Le bal où le gniaffe sait briller de tant d’éclat, est ordinairement un bal de noces où des relations honorables l’ont appelé ; et le plus souvent il a lieu, comme en ce cas, à la barrière, A LA GARDE MEURE, ou au COQ HARDI.

Après le gniaffe angora, mystérieux fantôme toujours enveloppé d’ombre et de solitude, dont nous avons essayé (peut-être les premiers) de soulever un coin du voile dont il recouvre et sa vie, et son labeur, et sa face morose, vient immédiatement une autre figure, non moins typique, mais plus connue, plus rebattue, plus vulgaire, plus exploitée, plus exploitable. Au lieu d’une vie à l’écart et ténébreuse, c’est le plein soleil que cette autre recherche ; c’est la foule, c’est le passage, c’est le sable mouvant ! Le carreleur (cordonnier rustique et ambulant) qui prend des goûts sédentaires, le semainier sur ses vieux jours ; le gniaffe vulgaire, mais hors d’âge et décrépit, fournissent le plus souvent le sujet en question, j’entends le gniaffe à échoppe, le savetier.

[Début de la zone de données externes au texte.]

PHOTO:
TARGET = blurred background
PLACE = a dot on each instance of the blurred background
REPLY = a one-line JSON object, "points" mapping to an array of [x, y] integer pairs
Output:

Celui-ci, pareil à l’hirondelle de bon présage, suspend son nid à toutes les murailles ; et il n’est pas de rue, de bord de chemin, d’impasse, de voie, d’arche, d’égout, de redent, de recoin, d’allée, d’entrée de cave, de porte condamnée, où il ne soit.

Mais tandis que Progné ambitionne les hauts toits, les créneaux, la tourelle, l’aigle les pics pour son aire ; que la giroflée inonde le chaperon de ses parfums et de ses fleurs, lui, humble hyssope, timide fumeterre, pauvre vergiss-mein-nicht, il veut le pied du mur ; il habite à l’ombre de la borne et se mire dans le ruisseau. Et quel ruisseau, ô mon dieu ! que n’est-ce au moins celui de la prairie ?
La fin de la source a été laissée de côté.